# RAW images are looking blurry..what am I doing wrong?



## chris182 (Apr 18, 2010)

Iv started shooting in RAW on my d90 and when I open them in photoshop elements 8 to edit and make jpeg they look blurry but look great when they are on the camera...something im missing here or....??


----------



## chris182 (Apr 18, 2010)

*correction, they are looking very grainy, not blurry. sorry


----------



## mrpink (Apr 18, 2010)

post an example along with your EXIF data.





p!nK


----------



## KmH (Apr 18, 2010)

The image shown on your camera LCD is *NOT* the RAW data file. It is a post processed JPEG Basic that is imbedded in the RAW data file.

By the same token, the histogram shown on your camera is *NOT* from the RAW data file but from the same post processed JPEG Basic image.

At any rate a noisy image is usually the result of using a high ISO setting, or underexposing and then increasing the exposure in post processing.

Additionally, RAW data files are captured in a 12-bit color depth by the D90 and converted to the 16-bit color depth as an image.

The Elements workspace is limited to an 8-bit color depth which is one of the reasons Elements is far less expensive than the full-featured Photoshop CS.

However, you can view and edit RAW data files in the 16-bit color depth in Adobe Camera RAW (ACR) by selecting "16-bits per channel" at the bottom of the ACR screen.


----------



## Dwig (Apr 18, 2010)

chris182 said:


> Iv started shooting in RAW on my d90 and when I open them in photoshop elements 8 to edit and make jpeg they look blurry but look great when they are on the camera...something im missing here or....??



The image you see in your camera is produced from the RAW image by the camera's internal RAW converter.
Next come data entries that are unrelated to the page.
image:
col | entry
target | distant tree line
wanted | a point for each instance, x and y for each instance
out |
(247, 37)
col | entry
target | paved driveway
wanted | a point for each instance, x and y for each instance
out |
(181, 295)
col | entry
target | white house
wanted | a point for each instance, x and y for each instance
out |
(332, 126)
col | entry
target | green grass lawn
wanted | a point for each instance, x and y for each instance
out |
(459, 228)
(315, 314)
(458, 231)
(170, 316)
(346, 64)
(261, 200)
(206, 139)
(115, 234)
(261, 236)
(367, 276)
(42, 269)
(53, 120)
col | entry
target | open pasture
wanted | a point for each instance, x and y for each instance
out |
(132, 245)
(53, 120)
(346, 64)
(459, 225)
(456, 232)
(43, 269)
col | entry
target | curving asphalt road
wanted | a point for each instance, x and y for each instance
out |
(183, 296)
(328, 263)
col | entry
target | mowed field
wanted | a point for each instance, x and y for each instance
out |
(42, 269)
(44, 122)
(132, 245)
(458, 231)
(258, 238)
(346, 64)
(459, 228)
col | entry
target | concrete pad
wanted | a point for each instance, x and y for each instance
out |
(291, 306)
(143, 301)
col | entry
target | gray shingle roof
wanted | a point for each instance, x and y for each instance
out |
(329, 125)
The sharpening and noise reduction that it applies are derived from the settings in the camera's setup menu. 

When you use a RAW converter on your PC that is not Nikon's own Capture NX, the camera's settings are not used as the initial default conversion settings. Instead, the converter, in your case Adobe's Camera RAW (ACR) plugin in PS Elements, uses its own defaults. 

What you are seeing is the result of ACR's default noise reduction settings being set for less noise reduction than those in your camera. From my experience, most in-camera conversion methods automatically increase the noise reduction when you use higher ISOs. Adobe's plugin doesn't do this; it uses that same default noise reduction regardless of ISO. You can easily increase the noise reduction in ACR when doing your RAW conversions.

BTW, this is also true of all of the other settings with the exception of ISO and White Balance and it true of other non-camera brand RAW converters. You'll often see differences in sharpening, color saturation, & contrast, at least with the initial unadjusted defaults in the RAW converter. Converting your RAW images to JPEG or TIFF on your computer instead of having the camera do it for you gives you much more control. Its just that unless you use the camera manufacturer's own software the camera's settings for its converter won't be used as the initial defaults when doing a conversion on your PC.


----------